Mancia
màn-cia
Significato Denaro che si dà a chi ci ha reso un servizio, in aggiunta al compenso dovuto; gratifica, dono
Etimologia dall’antico francese manche ‘manica’.
Parola pubblicata il 22 Luglio 2016
màn-cia
Significato Denaro che si dà a chi ci ha reso un servizio, in aggiunta al compenso dovuto; gratifica, dono
Etimologia dall’antico francese manche ‘manica’.
Parola pubblicata il 22 Luglio 2016
Ancora una volta ci rendiamo conto che la quotidianità di una parola affonda in un passato cavalleresco.
Va premesso che qualche secolo fa i vestiti avevano alcuni caratteri piuttosto diversi da quelli odierni; fra questi caratteri c’era una più marcata componibilità: ad esempio le maniche potevano spesso essere staccate dal resto dell’abito. Da questo vezzo (non privo di utilità pragmatiche) nasceva un’usanza particolare: durante la gara le dame facevano in dono ai loro cavalieri o al vincitore una delle loro maniche (l’immaginazione sospirante corre al pegno d’amore). Così la mancia diventa il riconoscimento simbolico, ciò che è dato senza che sia dovuto - e modernamente ciò che si dà in aggiunta a quanto dovuto. E quindi lasciamo la mancia al cameriere così accomodante, lasciamo il resto di mancia alla barista che ci ha fatto attaccare bottone con l’avventrice delle nostre mire, il datore di lavoro dà una generosa mancia natalizia ai dipendenti. Anticamente, la mancia descriveva addirittura il dono in genere: dal ritorno del viaggio, porto ricche mance ad amici e familiari.

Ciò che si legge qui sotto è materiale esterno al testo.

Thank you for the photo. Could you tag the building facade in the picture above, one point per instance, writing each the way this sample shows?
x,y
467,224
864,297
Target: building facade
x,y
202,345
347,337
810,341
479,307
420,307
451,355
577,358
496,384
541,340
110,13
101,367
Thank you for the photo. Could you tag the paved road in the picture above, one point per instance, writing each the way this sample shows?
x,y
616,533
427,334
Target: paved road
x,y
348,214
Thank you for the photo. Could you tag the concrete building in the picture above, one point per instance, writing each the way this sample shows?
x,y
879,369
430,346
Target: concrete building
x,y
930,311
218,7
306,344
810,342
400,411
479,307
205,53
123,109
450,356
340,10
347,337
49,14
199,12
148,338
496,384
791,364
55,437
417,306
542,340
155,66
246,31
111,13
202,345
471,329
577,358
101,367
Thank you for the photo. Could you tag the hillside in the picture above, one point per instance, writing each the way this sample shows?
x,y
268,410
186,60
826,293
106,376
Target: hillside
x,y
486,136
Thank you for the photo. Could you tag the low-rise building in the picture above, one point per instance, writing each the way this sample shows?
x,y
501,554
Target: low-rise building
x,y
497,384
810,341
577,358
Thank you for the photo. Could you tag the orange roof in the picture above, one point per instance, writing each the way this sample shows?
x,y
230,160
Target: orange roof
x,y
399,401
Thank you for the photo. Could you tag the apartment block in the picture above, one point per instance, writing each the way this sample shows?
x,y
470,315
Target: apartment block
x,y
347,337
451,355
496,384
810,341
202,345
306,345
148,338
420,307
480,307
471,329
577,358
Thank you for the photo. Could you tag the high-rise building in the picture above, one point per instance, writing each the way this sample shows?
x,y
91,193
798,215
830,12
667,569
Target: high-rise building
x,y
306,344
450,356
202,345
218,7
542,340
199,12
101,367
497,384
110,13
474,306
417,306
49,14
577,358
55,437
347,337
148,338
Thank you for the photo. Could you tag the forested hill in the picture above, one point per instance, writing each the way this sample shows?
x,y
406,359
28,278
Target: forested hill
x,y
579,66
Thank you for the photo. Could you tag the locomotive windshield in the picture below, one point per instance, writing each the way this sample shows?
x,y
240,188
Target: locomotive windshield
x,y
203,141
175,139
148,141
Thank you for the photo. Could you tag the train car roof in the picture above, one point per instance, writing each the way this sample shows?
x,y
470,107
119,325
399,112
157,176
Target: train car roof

Aggiungiamo che tanto poderosa era la presa ideale dell’oggetto-manica nei tornei cavallereschi da essere scaturigine anche del termine ‘manche’, col significato di turno, di ciascuna delle prove in cui una gara è suddivisa. Ciò perché dopo un primo confronto usava esserci una rivincita - cosicché i turni diventavano due, come due sono le maniche.
Infine, la mancia-dono c’entra qualcosa con la regione spagnola omonima, La Mancia (o meglio, La Mancha), patria di Don Chisciotte? No. Questo nome è un adattamento dall’arabo Al-Mansha, cioè ‘la terra secca’. E in effetti La Mancia non è proprio una foresta pluviale - ma che vino!